Metadata-Version: 2.4
Name: fastwilcox
Version: 0.1.0
Summary: Fast Wilcoxon rank-sum test for differential expression analysis in single-cell genomics
Author: Toucan Team
License: MIT
Keywords: bioinformatics,single-cell,differential-expression,wilcoxon,genomics
Classifier: Development Status :: 4 - Beta
Classifier: Intended Audience :: Science/Research
Classifier: License :: OSI Approved :: MIT License
Classifier: Programming Language :: Python :: 3
Classifier: Programming Language :: Python :: 3.8
Classifier: Programming Language :: Python :: 3.9
Classifier: Programming Language :: Python :: 3.10
Classifier: Programming Language :: Python :: 3.11
Classifier: Topic :: Scientific/Engineering :: Bio-Informatics
Requires-Python: >=3.8
Description-Content-Type: text/markdown
Requires-Dist: numpy>=1.20.0
Requires-Dist: scipy>=1.7.0
Requires-Dist: anndata>=0.8.0
Requires-Dist: pandas>=1.3.0
Provides-Extra: dev
Requires-Dist: pytest>=7.0.0; extra == "dev"
Requires-Dist: pytest-cov>=3.0.0; extra == "dev"
Requires-Dist: black>=22.0.0; extra == "dev"
Requires-Dist: flake8>=4.0.0; extra == "dev"
Requires-Dist: mypy>=0.950; extra == "dev"

# FastWilcox

Fast Wilcoxon rank-sum test for differential expression analysis in single-cell genomics.

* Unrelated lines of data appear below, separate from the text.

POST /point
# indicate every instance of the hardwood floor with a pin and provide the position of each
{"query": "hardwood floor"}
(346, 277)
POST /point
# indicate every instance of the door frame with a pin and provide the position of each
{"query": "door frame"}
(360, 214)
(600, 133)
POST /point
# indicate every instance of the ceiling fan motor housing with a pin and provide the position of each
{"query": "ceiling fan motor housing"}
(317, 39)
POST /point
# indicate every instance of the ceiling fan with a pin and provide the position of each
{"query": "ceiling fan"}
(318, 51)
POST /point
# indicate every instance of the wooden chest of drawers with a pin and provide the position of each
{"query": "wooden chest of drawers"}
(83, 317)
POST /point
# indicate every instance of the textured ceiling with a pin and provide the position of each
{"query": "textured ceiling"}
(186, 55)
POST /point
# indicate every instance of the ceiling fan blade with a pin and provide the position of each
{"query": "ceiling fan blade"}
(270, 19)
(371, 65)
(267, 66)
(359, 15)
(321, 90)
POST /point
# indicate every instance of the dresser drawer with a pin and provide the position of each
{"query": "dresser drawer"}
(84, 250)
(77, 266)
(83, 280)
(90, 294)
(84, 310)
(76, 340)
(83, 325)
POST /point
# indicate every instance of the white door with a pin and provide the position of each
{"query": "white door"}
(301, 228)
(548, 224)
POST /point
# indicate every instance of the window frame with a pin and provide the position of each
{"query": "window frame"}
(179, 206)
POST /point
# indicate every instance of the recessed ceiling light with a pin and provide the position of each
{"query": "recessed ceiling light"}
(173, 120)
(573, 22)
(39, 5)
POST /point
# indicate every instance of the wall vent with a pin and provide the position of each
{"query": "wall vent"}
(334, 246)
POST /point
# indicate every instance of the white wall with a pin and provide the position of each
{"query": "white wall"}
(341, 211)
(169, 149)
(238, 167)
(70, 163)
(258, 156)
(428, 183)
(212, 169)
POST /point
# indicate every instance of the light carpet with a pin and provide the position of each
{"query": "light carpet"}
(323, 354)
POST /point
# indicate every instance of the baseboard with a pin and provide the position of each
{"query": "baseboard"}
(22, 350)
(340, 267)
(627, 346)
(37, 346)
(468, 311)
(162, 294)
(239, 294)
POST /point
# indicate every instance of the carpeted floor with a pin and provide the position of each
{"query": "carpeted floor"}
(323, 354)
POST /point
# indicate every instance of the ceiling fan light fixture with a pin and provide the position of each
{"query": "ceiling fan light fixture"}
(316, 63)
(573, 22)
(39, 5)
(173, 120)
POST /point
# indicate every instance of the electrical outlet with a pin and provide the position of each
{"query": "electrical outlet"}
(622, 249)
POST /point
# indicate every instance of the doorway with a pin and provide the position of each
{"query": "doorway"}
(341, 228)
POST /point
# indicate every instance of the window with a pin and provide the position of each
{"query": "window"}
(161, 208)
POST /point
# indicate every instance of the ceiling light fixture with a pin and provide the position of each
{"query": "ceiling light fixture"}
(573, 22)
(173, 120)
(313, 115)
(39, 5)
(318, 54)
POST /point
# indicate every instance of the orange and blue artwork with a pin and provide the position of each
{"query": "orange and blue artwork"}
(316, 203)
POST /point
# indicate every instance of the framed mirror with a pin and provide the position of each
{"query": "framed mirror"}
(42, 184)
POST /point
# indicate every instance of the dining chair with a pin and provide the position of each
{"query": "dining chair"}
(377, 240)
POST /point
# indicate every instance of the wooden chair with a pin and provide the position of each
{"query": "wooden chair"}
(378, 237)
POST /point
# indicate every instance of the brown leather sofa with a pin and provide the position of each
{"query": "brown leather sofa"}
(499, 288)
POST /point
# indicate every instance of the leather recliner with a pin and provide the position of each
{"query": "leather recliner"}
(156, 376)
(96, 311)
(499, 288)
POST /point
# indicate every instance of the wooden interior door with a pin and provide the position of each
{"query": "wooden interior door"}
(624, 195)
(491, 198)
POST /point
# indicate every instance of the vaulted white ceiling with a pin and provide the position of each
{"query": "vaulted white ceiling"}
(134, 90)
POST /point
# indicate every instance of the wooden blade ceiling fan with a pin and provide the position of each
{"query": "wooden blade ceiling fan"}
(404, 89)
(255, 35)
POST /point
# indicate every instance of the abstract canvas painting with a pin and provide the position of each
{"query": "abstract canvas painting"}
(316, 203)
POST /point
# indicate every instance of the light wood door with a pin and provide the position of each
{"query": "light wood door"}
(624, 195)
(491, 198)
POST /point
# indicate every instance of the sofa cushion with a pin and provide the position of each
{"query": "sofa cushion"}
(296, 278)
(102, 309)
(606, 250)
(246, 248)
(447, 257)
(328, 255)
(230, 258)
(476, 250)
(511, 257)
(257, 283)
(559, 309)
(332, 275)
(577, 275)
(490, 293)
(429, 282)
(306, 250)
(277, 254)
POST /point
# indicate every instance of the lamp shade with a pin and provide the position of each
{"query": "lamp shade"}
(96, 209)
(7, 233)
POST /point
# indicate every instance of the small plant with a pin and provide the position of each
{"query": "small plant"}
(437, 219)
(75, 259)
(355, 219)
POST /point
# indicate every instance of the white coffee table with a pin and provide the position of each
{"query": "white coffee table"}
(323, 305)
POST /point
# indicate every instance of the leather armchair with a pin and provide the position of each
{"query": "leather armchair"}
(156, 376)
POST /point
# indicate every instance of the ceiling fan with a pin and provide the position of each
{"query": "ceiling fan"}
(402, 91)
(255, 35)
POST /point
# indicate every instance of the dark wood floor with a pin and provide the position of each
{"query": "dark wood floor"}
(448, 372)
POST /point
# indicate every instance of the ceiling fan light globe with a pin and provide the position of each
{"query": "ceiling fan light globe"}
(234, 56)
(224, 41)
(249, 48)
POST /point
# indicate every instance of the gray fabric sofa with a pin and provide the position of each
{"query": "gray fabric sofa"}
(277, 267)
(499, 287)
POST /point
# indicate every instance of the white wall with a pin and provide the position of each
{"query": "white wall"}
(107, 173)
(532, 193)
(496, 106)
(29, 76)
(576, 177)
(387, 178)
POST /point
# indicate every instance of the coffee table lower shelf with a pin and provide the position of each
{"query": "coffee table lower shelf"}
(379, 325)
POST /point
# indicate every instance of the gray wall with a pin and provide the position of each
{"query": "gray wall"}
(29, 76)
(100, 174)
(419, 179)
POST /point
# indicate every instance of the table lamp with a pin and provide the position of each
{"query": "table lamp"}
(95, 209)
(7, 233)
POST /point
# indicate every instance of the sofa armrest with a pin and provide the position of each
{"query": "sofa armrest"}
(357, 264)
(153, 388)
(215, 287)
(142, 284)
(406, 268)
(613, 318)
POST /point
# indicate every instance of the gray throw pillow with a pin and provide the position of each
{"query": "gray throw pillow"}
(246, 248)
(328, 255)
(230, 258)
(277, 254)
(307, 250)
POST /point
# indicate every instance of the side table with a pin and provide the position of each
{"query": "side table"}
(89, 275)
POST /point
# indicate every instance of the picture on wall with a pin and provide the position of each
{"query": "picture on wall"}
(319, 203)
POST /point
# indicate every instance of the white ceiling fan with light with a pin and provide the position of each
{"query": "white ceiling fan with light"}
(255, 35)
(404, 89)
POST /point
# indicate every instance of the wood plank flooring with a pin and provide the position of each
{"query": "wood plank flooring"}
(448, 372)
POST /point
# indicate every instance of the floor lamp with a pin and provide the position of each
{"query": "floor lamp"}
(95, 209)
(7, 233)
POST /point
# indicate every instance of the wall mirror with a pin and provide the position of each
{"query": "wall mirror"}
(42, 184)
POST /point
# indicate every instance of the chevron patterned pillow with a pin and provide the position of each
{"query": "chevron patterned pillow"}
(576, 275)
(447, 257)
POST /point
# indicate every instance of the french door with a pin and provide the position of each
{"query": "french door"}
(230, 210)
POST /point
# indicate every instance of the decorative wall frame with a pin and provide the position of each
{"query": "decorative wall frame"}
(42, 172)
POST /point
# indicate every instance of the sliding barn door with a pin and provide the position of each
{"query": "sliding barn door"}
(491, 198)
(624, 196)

This is a Python implementation of the `wilcoxauc` from the R' [presto package](https://github.com/immunogenomics/presto), providing high-performance statistical testing for single-cell RNA-seq data.

## Features

- **Fast Wilcoxon rank-sum test** with AUC calculation
- **Multiple matrix formats** supported: Dense, CSR, and CSC sparse matrices
- **Optimized for single-cell data** with efficient handling of sparse matrices
- **FDR correction** using Benjamini-Hochberg method
- **Compatible with AnnData** objects

## Installation

```bash
cd python
pip install fastwilcox
```

For development:

```bash
pip install -e ".[dev]"
```

## Usage

```python
import anndata as ad
from fastwilcox import wilcoxauc

# Load your data
adata = ad.read_h5ad("your_data.h5ad")

# Run Wilcoxon test
results = wilcoxauc(
    x=adata.X,
    y=adata.obs['cell_type'].values,
    groups_use=None,  # Optional: test specific groups
    y_order=None,     # Optional: specify group order
    comparison=None   # Optional: pairwise comparison label
)

# Results is a list of WilcoxResult objects
for res in results:
    print(f"Feature {res.feature}, Group {res.group}: "
          f"logFC={res.log_fc:.3f}, AUC={res.auc:.3f}, "
          f"p-adj={res.padj:.3e}")
```

## API Reference

### `wilcoxauc(x, y, groups_use=None, y_order=None, comparison=None)`

Perform Wilcoxon rank-sum test for differential expression.

**Parameters:**
- `x`: Matrix (Dense array, CSR, or CSC sparse matrix) where rows are samples and columns are features
- `y`: List/array of group labels (strings)
- `groups_use`: Optional list of groups to test (default: all groups)
- `y_order`: Optional list specifying the order of groups
- `comparison`: Optional comparison pattern for pairwise tests

**Returns:**
- List of `WilcoxResult` objects with fields:
  - `feature`: Feature index
  - `group`: Group name
  - `avg_expr`: Average expression in group
  - `log_fc`: Log fold change (in-group mean - out-group mean)
  - `ustat`: U-statistic
  - `auc`: Area under ROC curve
  - `pval`: P-value
  - `padj`: FDR-adjusted p-value
  - `pct_in`: Percentage of cells expressing in group
  - `pct_out`: Percentage of cells expressing out of group
  - `comparison`: Comparison label, useful when only compare two group

## Testing

Run tests:

```bash
cd python
pytest tests/
```

Run tests with coverage:

```bash
pytest tests/ --cov=fastwilcox --cov-report=html
```

## Performance

This implementation is optimized for:

- Large sparse matrices (common in single-cell RNA-seq)
- Efficient group-wise operations
- Vectorized numpy operations

For the best performance with sparse data, use CSC format.

## License

MIT License

## Citation

If you use this software, please cite the fastwilcox project.